Wordseer / wordseer

The WordSeer text analysis tool, written in Flask.
http://wordseer.berkeley.edu/
40 stars 16 forks source link

More dependency inconsistencies #129

Closed keien closed 10 years ago

keien commented 10 years ago

More inconsistencies:

mysql> select * from dependency_xref_sentence where sentence_id = 4016;
+---------------+-------------+-------------+-----------+-----------+-------------+--------+--------+
| dependency_id | sentence_id | document_id | gov_index | dep_index | relation_id | gov_id | dep_id |
+---------------+-------------+-------------+-----------+-----------+-------------+--------+--------+
|       2126014 |        4016 |        4014 |         8 |         7 |           2 |    260 |      4 |
|      11248612 |        4016 |        4014 |         3 |         2 |           1 |   2486 |      2 |
|      81267819 |        4016 |        4014 |         1 |         5 |           8 |   2678 |      9 |
|    1124001168 |        4016 |        4014 |        12 |        11 |           1 |   2400 |    168 |
|    2215391260 |        4016 |        4014 |         6 |         8 |          22 |    539 |    260 |
|    8126012400 |        4016 |        4014 |         8 |        12 |           8 |    260 |   2400 |
|    9153912678 |        4016 |        4014 |         6 |         1 |           9 |    539 |   2678 |
|   23126012678 |        4016 |        4014 |         8 |         1 |          23 |    260 |   2678 |
|   27126014387 |        4016 |        4014 |         8 |         9 |          27 |    260 |   4387 |
+---------------+-------------+-------------+-----------+-----------+-------------+--------+--------+
9 rows in set (0.00 sec)

mysql> select word from word where id=260 or id=4
    -> ;
+------+
| word |
+------+
| to   |
| get  |
+------+
2 rows in set (0.01 sec)

mysql> select * from relationship where id=2;
+----+--------------+-------+
| id | relationship | count |
+----+--------------+-------+
|  2 | aux          | NULL  |
+----+--------------+-------+
1 row in set (0.00 sec)

mysql> select word from word where id=2486 or id=2;
+------+
| word |
+------+
| a    |
| plus |
+------+
2 rows in set (0.01 sec)

mysql> select * from relationship where id=1;
+----+--------------+-------+
| id | relationship | count |
+----+--------------+-------+
|  1 | det          | NULL  |
+----+--------------+-------+
1 row in set (0.00 sec)

mysql> select word from word where id=2678 or id=9;
+-------+
| word  |
+-------+
| i     |
| owner |
+-------+
2 rows in set (0.01 sec)
>>> for dep in s.dependencies: print dep
... 
<Dependency: nsubj(<Word: owner>, <Word: Car>) >
<Dependency: dep(<Word: plus>, <Word: a>) >
<Dependency: advmod(<Word: owner>, <Word: plus>) >
<Dependency: mark(<Word: like>, <Word: as>) >
<Dependency: nsubj(<Word: like>, <Word: I>) >
<Dependency: xsubj(<Word: get>, <Word: I>) >
<Dependency: advcl(<Word: owner>, <Word: like>) >
<Dependency: aux(<Word: get>, <Word: to>) >
<Dependency: xcomp(<Word: like>, <Word: get>) >
<Dependency: advmod(<Word: get>, <Word: away>) >
<Dependency: det(<Word: weekend>, <Word: the>) >
<Dependency: prep_for(<Word: get>, <Word: weekend>) >

These are both from the sentence, "Car owner a plus as I like to get away for the weekend." As you can see, out of the three dependencies I checked on MySQL, only the first one matched. The second one had the wrong grammatical relationship (det instead of dep), and the third one didn't even exist in our pipeline results. In addition, the count doesn't match: the SQL dump shows 9 dependencies, while we have 12.

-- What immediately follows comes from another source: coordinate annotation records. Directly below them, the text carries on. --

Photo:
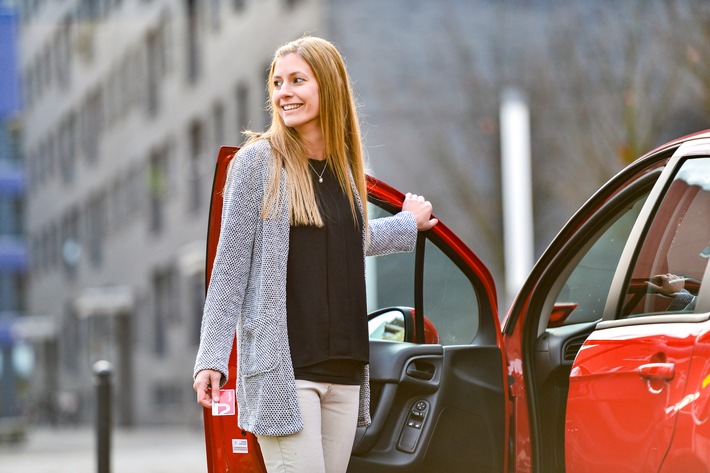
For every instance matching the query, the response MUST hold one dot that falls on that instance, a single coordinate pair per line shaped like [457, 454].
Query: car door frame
[522, 323]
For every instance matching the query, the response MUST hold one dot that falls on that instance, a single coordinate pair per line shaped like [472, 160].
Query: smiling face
[295, 95]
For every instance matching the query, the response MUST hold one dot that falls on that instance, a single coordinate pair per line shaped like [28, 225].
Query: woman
[289, 269]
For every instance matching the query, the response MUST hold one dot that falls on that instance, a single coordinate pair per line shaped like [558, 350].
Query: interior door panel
[435, 408]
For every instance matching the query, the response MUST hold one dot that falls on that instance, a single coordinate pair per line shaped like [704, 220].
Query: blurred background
[112, 113]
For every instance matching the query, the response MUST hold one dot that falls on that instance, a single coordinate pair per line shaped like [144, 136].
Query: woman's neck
[315, 145]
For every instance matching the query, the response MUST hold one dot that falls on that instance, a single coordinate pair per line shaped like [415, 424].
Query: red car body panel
[625, 386]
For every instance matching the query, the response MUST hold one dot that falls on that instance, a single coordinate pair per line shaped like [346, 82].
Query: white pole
[517, 190]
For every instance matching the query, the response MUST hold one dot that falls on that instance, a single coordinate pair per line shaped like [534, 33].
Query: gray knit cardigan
[247, 293]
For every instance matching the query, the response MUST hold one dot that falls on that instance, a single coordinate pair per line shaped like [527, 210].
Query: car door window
[450, 301]
[675, 249]
[584, 292]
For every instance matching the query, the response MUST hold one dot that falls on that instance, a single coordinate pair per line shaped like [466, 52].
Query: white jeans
[329, 414]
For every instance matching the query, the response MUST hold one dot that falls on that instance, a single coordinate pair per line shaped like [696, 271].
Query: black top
[325, 290]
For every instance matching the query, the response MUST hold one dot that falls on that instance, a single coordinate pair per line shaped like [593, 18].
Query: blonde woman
[289, 271]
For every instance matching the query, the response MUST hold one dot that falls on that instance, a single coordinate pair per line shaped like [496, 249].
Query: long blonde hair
[341, 132]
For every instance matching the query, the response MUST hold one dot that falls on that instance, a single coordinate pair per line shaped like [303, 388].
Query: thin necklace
[320, 176]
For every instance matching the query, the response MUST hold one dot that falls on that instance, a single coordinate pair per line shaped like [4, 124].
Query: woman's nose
[285, 90]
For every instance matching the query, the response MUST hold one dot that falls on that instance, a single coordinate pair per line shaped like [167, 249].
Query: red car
[595, 368]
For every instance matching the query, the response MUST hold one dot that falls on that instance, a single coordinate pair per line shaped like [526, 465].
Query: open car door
[437, 366]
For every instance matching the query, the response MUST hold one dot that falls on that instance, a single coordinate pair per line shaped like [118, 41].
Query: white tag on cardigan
[226, 405]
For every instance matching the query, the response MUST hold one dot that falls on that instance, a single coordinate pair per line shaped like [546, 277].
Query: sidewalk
[138, 450]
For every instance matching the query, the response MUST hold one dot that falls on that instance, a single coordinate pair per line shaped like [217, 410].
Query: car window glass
[585, 291]
[674, 254]
[450, 302]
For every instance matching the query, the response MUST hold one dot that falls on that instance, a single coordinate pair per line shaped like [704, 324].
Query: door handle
[660, 371]
[420, 370]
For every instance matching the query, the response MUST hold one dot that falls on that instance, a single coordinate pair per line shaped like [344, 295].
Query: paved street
[72, 450]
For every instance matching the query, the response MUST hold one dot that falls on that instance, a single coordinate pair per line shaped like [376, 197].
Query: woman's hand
[421, 209]
[668, 284]
[204, 381]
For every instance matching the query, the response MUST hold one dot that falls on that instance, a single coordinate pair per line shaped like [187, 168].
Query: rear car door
[438, 386]
[638, 398]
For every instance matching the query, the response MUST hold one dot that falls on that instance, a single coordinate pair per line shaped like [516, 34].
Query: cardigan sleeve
[394, 234]
[241, 214]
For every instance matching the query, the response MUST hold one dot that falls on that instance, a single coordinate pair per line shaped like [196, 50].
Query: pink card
[226, 404]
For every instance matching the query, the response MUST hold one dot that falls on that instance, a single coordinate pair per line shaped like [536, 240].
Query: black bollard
[102, 380]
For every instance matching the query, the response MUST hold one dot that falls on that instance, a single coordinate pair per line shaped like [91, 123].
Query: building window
[67, 148]
[63, 56]
[242, 99]
[157, 64]
[218, 124]
[92, 124]
[71, 244]
[158, 182]
[193, 41]
[165, 306]
[195, 173]
[96, 228]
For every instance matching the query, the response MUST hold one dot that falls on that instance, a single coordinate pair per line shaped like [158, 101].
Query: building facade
[127, 103]
[13, 252]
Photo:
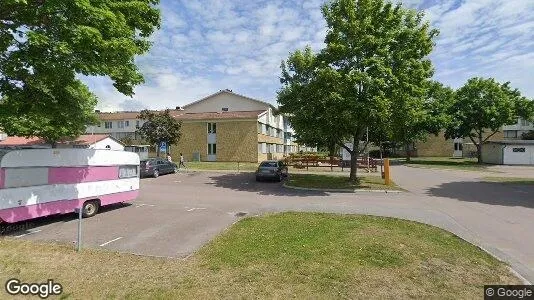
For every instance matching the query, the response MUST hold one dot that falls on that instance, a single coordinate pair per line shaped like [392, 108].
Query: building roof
[513, 142]
[227, 91]
[86, 139]
[122, 115]
[220, 115]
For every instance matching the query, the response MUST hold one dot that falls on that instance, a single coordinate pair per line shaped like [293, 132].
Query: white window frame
[212, 128]
[212, 149]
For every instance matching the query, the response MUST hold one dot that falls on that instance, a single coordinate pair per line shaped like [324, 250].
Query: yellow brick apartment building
[224, 126]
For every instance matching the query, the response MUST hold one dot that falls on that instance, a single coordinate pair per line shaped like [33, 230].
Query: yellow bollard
[386, 171]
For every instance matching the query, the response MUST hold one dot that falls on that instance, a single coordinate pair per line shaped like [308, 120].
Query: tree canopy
[160, 127]
[376, 56]
[45, 45]
[481, 107]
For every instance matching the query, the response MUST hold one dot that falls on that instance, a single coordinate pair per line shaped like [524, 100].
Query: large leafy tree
[160, 127]
[46, 44]
[481, 107]
[372, 49]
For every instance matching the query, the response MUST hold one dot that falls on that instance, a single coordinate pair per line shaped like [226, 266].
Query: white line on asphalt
[195, 208]
[114, 240]
[28, 233]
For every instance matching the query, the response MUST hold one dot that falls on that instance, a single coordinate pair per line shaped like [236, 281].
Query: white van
[42, 182]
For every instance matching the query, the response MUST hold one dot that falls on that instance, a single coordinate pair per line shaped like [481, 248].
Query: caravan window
[24, 177]
[127, 171]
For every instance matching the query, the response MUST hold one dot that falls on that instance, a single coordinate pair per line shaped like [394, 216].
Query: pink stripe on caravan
[65, 175]
[2, 177]
[17, 214]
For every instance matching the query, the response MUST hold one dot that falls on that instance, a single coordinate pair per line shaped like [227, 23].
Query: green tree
[160, 127]
[372, 46]
[46, 45]
[481, 107]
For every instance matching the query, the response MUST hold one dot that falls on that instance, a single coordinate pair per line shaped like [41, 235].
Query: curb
[340, 190]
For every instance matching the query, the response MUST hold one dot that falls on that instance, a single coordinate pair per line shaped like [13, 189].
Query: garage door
[518, 155]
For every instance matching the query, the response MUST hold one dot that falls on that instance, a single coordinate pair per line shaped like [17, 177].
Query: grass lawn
[510, 180]
[466, 164]
[288, 255]
[320, 181]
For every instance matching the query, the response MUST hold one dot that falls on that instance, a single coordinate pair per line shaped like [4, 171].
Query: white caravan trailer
[41, 182]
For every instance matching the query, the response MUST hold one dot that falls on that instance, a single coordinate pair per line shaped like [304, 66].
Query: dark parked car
[271, 169]
[153, 167]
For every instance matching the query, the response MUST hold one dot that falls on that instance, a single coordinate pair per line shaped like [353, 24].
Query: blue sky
[205, 46]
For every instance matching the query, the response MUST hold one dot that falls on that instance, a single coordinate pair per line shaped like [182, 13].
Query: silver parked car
[271, 169]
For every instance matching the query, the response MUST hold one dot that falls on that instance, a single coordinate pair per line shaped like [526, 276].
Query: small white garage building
[510, 152]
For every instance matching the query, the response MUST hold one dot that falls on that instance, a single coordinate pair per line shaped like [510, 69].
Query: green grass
[510, 180]
[465, 164]
[320, 181]
[288, 255]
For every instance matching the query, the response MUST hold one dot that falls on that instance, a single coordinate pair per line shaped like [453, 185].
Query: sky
[209, 45]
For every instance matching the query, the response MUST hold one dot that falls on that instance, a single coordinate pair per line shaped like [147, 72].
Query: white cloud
[208, 45]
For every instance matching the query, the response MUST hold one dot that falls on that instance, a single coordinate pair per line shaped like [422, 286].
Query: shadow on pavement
[14, 229]
[487, 192]
[246, 182]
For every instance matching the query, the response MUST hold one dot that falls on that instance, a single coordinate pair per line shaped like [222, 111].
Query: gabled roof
[85, 139]
[220, 115]
[227, 91]
[123, 115]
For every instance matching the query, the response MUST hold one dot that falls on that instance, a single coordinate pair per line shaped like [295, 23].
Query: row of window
[275, 148]
[270, 131]
[120, 124]
[122, 135]
[524, 122]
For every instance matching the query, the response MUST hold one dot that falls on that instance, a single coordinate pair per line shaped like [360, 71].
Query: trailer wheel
[90, 208]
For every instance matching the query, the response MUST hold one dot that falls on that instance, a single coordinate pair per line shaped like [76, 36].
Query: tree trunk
[354, 160]
[479, 148]
[353, 167]
[408, 154]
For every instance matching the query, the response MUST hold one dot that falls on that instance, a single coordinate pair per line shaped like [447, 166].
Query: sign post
[79, 236]
[386, 171]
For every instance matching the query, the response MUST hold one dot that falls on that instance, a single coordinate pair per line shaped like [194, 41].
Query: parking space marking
[196, 208]
[28, 233]
[109, 242]
[143, 204]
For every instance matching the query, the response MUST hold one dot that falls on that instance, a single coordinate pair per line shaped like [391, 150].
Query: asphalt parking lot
[176, 214]
[173, 216]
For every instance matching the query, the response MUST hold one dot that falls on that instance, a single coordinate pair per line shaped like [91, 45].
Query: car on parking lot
[271, 169]
[153, 167]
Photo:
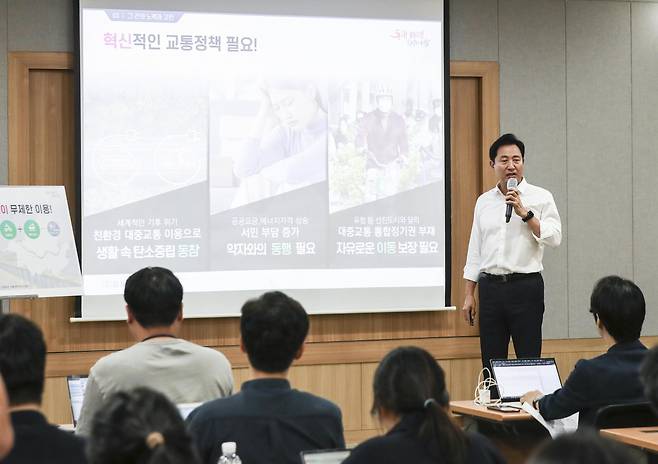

abendebury commented 10 years ago

Well, I don't know what to tell you about the old code, but I can say that our output seems to be the same as the reference demo (use the "Pretty Print" option).

So, I guess we're actually more accurate than the original data.

keien commented 10 years ago

I guess it's fine then. I'll mark this as resolved.